Tekanan untuk mencapai standar ini bisa menyebabkan stres dan rasa takut akan kegagalan. (2). Ekspektasi dari Orang Tua dan Guru: Orang tua dan guru mungkin memiliki harapan tinggi yang mendorong siswa untuk mencapai kesempurnaan dalam prestasi akademis dan ekstrakurikuler. Harapan ini bisa membuat siswa merasa terbebani dan cemas jika mereka merasa tidak bisa memenuhinya. (3). Pengaruh Media Sosial: Media sosial sering kali menampilkan gambar dan cerita tentang kehidupan yang sempurna, baik dalam hal prestasi akademis, penampilan fisik, maupun kehidupan sosial. Siswa yang melihat ini mungkin merasa bahwa mereka harus meniru kesempurnaan tersebut, yang bisa menyebabkan perasaan tidak cukup baik atau tidak layak.

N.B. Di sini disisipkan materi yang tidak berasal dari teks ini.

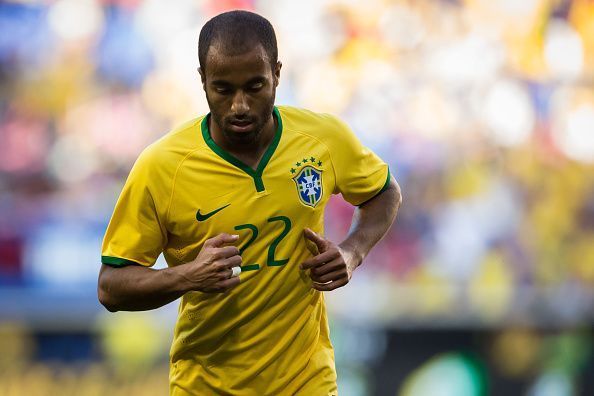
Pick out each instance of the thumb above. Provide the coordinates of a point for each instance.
(320, 242)
(221, 240)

Tingkat Stres yang Tinggi: Generasi Z sering kali menghadapi tekanan yang tinggi dari lingkungan pendidikan dan pekerjaan, serta kekhawatiran mengenai masa depan. Tingkat stres yang tinggi ini dapat berdampak negatif pada kesehatan mental dan rasa percaya diri mereka. Terdapat 2 faktor kuat tentang stress pada generasi Z, yaitu pertama adalah Persaingan yang Ketat adalah salah satu faktor terkuat mengapa anak anak mudah stress di usia muda. Generasi Z sering kali merasa harus bersaing dengan teman sebaya untuk mendapatkan prestasi akademis yang tinggi, beasiswa, dan penerimaan di universitas terkemuka. Kedua adalah Beban Tugas yang Berat: Kurikulum yang padat dan banyaknya tugas sekolah dapat menyebabkan stres yang berkelanjutan.
Kurangnya Latihan dan Dukungan: Tidak semua individu mendapatkan kesempatan atau dukungan yang cukup untuk mengembangkan keterampilan berbicara di depan umum. Kurangnya pelatihan dan bimbingan dapat membuat mereka merasa kurang siap dan tidak percaya diri. Di Naqoy Public Speaking (NPS) dilatih bagaimana kekuatan 21 hari peserta mendobrak batas-batas pikiranya sendiri yang selama ini sering memberikan Batasan bahkan blok sehingga mereka sendiri berpikir bahwa sulit akan melakukan sebuah terobosan. 21 hari latihan tanpa putus adalah program efektif dan telah banyak diprakikan oleh mitra (klien) yang selama ini bekerjasama di level SMP dan SMA. Bahkan beberapa sekolah justru melakukan sebuah terobosan dengan belajar "Public Speaking in 21 days" langsung di Naqoy Learning Center, para siswa menginap di Asrama An-Naqoyah selama program berjalan. Ini sangat penting karena dengan interaksi selama 21 hari dari pagi sampai malam seperti sedang memberikan "Booster" bagi mereka untuk meraih suskes diatas rata-rata.
 Publik Speaking sangat penting bagi siswa SMP,SMA bahkan kuliah karena kita tidak bisa lepas dengan upaya mempengaruhi orang lain untuk setuju terhadap ide yang kita miliki. Ada banyak anak pintar yang nilainya bagus dikelas namun tidak memiliki skill of influencing akan tertinggal di kemudian hari, sementara siswa yang secara akademik tidak menonjol namun justru memiliki kekuatan mempengaruhi lawan bicara dengan Bahasa (kata), intonasi kata dan Bahasa tubuh yang proporsional menjadikan semua orang tertarik kepadanya dengan mudah. Bahkan kemampuan Public Speaking bagi siswa akan berguna bukan hanya pada saat mereka sekolah namun justru sampai mereka nanti bekerja atau memulai wirausaha.